A frase de D. Pedro I que nos serve de epígrafe foi registrada por José Honório Rodrigues (História combatente, Nova Fronteira. p. 176) como a resposta do nosso primeiro imperador ao general Avilez, comandante das tropas portuguesas, na independência, “quando este lhe fez exigências descabidas”. A citação enseja ao historiador a pergunta que permanece solta no ar e que ainda se fazem os brasileiros:
“E como pode esta parte tomar conta da nação, tutelar seu povo, que detém a soberania nacional e impor-lhe o que quer? O mal que esta ação representou historicamente precisa urgentemente ser reparado, voltando o exército às suas funções constitucionais normais”
O autor de Reforma e conciliação no Brasil escreve em março de 1979, quando o generalíssimo Ernesto Geisel transmitia as rédeas da ditadura ao general João Baptista Figueiredo, o último (e certamente o mais desastrado de todos) presidente do longo mandarinato militar.
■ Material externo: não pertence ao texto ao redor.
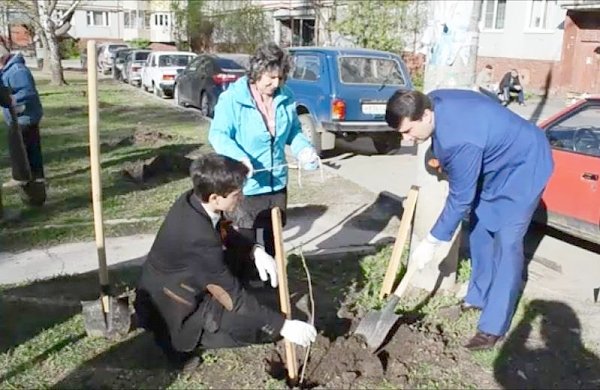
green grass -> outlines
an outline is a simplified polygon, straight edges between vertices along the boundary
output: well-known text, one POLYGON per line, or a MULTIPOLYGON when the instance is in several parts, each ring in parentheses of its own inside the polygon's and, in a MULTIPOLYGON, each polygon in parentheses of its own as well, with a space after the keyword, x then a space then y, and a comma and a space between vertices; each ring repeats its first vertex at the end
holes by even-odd
MULTIPOLYGON (((81 74, 66 73, 69 85, 53 87, 40 74, 35 77, 44 106, 41 136, 48 200, 42 208, 26 208, 16 189, 2 192, 5 207, 21 210, 20 221, 3 226, 0 246, 4 250, 47 247, 94 237, 86 80, 81 74)), ((154 233, 169 206, 190 188, 187 175, 167 174, 141 185, 129 180, 122 170, 160 153, 183 156, 210 151, 209 123, 193 112, 177 110, 141 90, 110 80, 100 81, 98 96, 103 217, 105 221, 128 221, 107 223, 105 234, 154 233), (136 132, 160 132, 169 138, 119 145, 136 132), (150 220, 140 220, 143 218, 150 220)), ((5 131, 2 122, 0 133, 5 131)), ((0 161, 0 181, 6 181, 10 179, 6 137, 0 138, 0 161)), ((311 186, 310 176, 303 182, 299 191, 295 172, 290 174, 291 203, 308 203, 311 197, 320 195, 321 183, 311 186)))

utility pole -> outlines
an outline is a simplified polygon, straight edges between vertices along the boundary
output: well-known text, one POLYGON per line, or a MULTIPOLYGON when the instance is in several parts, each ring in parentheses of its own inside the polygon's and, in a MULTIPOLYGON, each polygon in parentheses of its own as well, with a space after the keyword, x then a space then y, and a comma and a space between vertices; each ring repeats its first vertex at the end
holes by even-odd
MULTIPOLYGON (((479 18, 482 0, 429 2, 430 50, 425 67, 424 92, 439 88, 471 89, 475 83, 479 18)), ((417 148, 417 185, 420 187, 411 239, 411 253, 431 231, 448 194, 448 182, 426 169, 431 140, 417 148)), ((443 244, 434 261, 413 279, 413 285, 433 291, 456 282, 460 227, 452 241, 443 244)))

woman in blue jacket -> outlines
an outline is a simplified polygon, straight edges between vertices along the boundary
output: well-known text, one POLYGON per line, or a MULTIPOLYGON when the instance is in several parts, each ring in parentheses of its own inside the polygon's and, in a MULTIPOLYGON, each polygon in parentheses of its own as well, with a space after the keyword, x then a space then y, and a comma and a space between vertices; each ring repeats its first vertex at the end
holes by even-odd
POLYGON ((554 163, 545 134, 502 105, 466 90, 398 91, 386 121, 403 137, 432 138, 448 176, 446 204, 411 262, 422 268, 471 210, 471 280, 463 308, 481 310, 471 350, 506 334, 522 287, 523 238, 554 163))
MULTIPOLYGON (((35 80, 21 54, 12 55, 0 44, 0 82, 10 89, 13 114, 17 116, 18 126, 23 137, 23 144, 29 163, 29 169, 15 169, 26 166, 26 162, 11 153, 13 165, 13 184, 17 184, 25 192, 27 202, 41 206, 46 200, 44 181, 44 163, 42 159, 42 143, 40 138, 40 121, 43 116, 42 103, 35 86, 35 80), (31 177, 25 171, 31 171, 31 177)), ((9 107, 3 109, 4 120, 11 126, 13 120, 9 107)))
POLYGON ((273 255, 271 208, 279 207, 285 223, 290 145, 303 169, 318 168, 315 149, 302 134, 292 92, 284 85, 288 56, 274 43, 256 50, 246 77, 223 92, 215 106, 208 139, 219 154, 243 162, 250 170, 244 200, 228 217, 242 234, 265 245, 273 255), (257 236, 257 229, 261 234, 257 236))

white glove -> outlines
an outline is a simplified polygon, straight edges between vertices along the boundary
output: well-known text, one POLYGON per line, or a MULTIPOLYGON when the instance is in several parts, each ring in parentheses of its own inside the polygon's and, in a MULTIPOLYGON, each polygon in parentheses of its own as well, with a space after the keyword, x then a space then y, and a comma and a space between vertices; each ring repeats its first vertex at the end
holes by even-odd
POLYGON ((319 155, 313 147, 306 147, 298 153, 298 161, 302 165, 302 169, 314 171, 319 168, 319 155))
POLYGON ((410 262, 415 263, 419 269, 425 268, 425 265, 433 260, 435 251, 440 243, 440 240, 429 233, 427 237, 417 245, 410 262))
POLYGON ((287 341, 302 347, 308 347, 317 337, 317 330, 314 326, 298 320, 285 320, 279 333, 287 341))
POLYGON ((252 255, 254 256, 254 265, 256 266, 260 280, 266 282, 268 279, 271 279, 271 287, 277 287, 277 265, 275 264, 275 259, 258 245, 254 247, 252 255))
POLYGON ((249 158, 243 158, 242 160, 240 160, 240 162, 242 164, 244 164, 246 166, 246 168, 248 168, 248 174, 246 175, 246 177, 249 179, 252 177, 252 175, 254 175, 254 167, 252 166, 252 163, 250 162, 249 158))

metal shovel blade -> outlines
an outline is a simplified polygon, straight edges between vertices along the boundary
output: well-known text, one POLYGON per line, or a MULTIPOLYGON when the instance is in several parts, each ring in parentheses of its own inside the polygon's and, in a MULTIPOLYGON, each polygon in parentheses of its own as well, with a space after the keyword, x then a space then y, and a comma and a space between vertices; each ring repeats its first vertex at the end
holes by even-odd
POLYGON ((367 345, 373 351, 376 351, 383 344, 387 334, 400 318, 394 312, 398 300, 399 298, 394 295, 382 310, 367 313, 354 331, 355 334, 359 334, 365 338, 367 345))
POLYGON ((81 301, 83 323, 88 336, 109 339, 125 336, 131 328, 129 300, 125 297, 110 297, 108 312, 102 310, 102 301, 81 301))

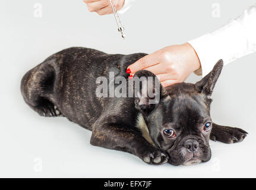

Passados 41 anos, a primeira inclinação do analista de hoje é supor que estamos diante de uma história congelada, pois a realidade se oferece como fotografia do passado: a parte segue tomando conta da nação. Aqui se dá fenômeno curioso: as forças armadas não apenas se concebem anteriores à nação, mas se julgam mesmo autoras e criadoras da nação, e assim, com todos os direitos e poderes para ditar os direitos, os poderes e os valores da nação. E puni-la nos casos de desobediência. Elas se julgam acima da his tória, pois pretendem geri-la; alçam-se acima da república, porque a proclamaram, acima da ordem constitucional que não se pejam em fraturar; pousam mesmo acima da soberania popular, pois seu poder derivaria de si mesmas. Do inquestionável argumento da espada. Os militares não são, assim, uma classe de servidores da nação; querem ser mais que um dos poderes da república, o primo inter pares, o único livre de qualquer controle. Atribuem-se um poder moderador como justificativa da intervenção política, e para isso não se consideram célula do Estado. Como se os militares, como corporação, estivessem fora das relações políticas e dos interesses econômicos por elas representados, senão em seu núcleo.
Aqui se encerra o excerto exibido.